どうやら、今は魔法少女ものの衣装を見ているようだ。
「いっぱいありすぎて……」
「リオは、アニメとかそういうのは観ているのか?」
「は、はい。アニメには、想像もつかないような衣装がたくさん出てくるので、観ているだけでわくわくしちゃうんです。あ、もちろん純粋にアニメを楽しんでは、いますよ?」
最初に比べれば緊張はしていないようだ。
さて、この調子で。
「よし。それじゃあ、さっそく試着してみるか」
「はい! あたしも着てみたい衣装を見つけましたので!」
「やっぱ、ウィッグ、だっけ? それも被るのか?」
「それは本人次第です。それでは!」
と、あおねはいち早く試着室へと駆け込んでいった。
みやもすでに姿がなく、残ったのは俺と康太、白峰先輩だけだった。
「にしてもよ。コスプレ衣装ってのは高いよなぁ」
「確かに。とはいえ、中古もあるらしいから、抵抗がなければ安いやつを買う人もいるだろ」
その後、俺も着る衣装が決まり試着をした。
店員さんに言えば、化粧とかもしてくれるようだが、俺の場合は必要はない。
とりあえずは、衣装を着るだけ。そのため、先に試着しているはずのみやとあおねよりも先に終わった。
「わあ、零くん。かっこいいですね!」
「そうか?」
「おう。なんだか普通に不良に見えるぜ」
「そりゃあ、そういうキャラの衣装だからな」
俺が試着したのは、あおねが選んでいた不良キャラの衣装。
ちなみに、特殊能力を持っており、腕の包帯は漆黒の力を封印するために巻いている。
「それにしても、お前はまだ選んでいたのか?」
「ああ。アニメ好きだからこそ、慎重に選ばないとな」
なんて真剣な目付きだ。
やはり、本物のオタクは違うな。
「お待たせです!」
「おー! その衣装は!?」
すると、あおねが登場。
彼女が着ているのは、とある日常アニメに登場するくノ一の衣装だった。
二色だった髪の毛もウィッグを被り、今は金髪である。
「どうです? 普段ガードが固いあたしから一変! セクシーなあたしに変身です!!」
「グッジョブ!! めちゃくちゃ似合ってるぜ! なあ、零!」
「そうだな。身長的な意味でも抜群に似合ってるな」
「残念ながら、元のキャラよりあたしのほうが一センチ高いんですよ!」
そんな微妙な……。
「続いて、私も登場!!」
身長が一センチだけ高いことに胸を張っていると、みやが登場。
着ているのは、俺と同じく最初に選んでいた衣装。
俺の着ている衣装と対になる白いセーラー服。
キャラ的にも深い関わりがあり、ヒロインでありライバルでもあるのだ。ちなみに、みやと同じ髪色をしているので、あおねのようにウィッグをつけずに、ポニーテールにするだけでよりキャラに近づいている。
「どうよ?」
「おぉ、似合う似合うとは思っていたが、想像以上だぜ」
「みや先輩素敵です!」
「さあ、蓮! 今日こそ、雌雄を決する時!!」
ノリノリで、そのキャラになりきり、台詞を言う。
蓮とは、俺が着ている衣装のキャラ名だ。
仕方ない、これも作戦を成功へ導くため。
「ふっ、お前を倒し、俺が頂点に立つ! 覚悟しろ、白羅!!」
「見える! 見えるぞ! あの名シーンが!!」
「……とまあ、これぐらいにしよう。あんまり騒ぐと店に迷惑だからな」
「だよねー」
しかし、白峰先輩には効果があった。俺達の演技に感動したのか、小さく拍手をしていた。

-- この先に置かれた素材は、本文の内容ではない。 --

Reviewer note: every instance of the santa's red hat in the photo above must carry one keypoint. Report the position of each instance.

「おっしゃ! この空気のまま俺も試着してくるぜ!!」
康太もついに着る衣装を決めたらしく、衣装を持って駆けていく。
「リオちゃんは、着たい衣装ありましたか?」
「えっと……何着かあったんだけど」
「だったら、着ちゃいましょう!」
「で、でも」
衣装と俺達を交互に見てから。
「も、もう少し見てるよ」
再び距離を置いて、衣装選びを始めた。
うーん、まだまだ壁があるな。
白峰涼編は、後二話ぐらいで終わる予定。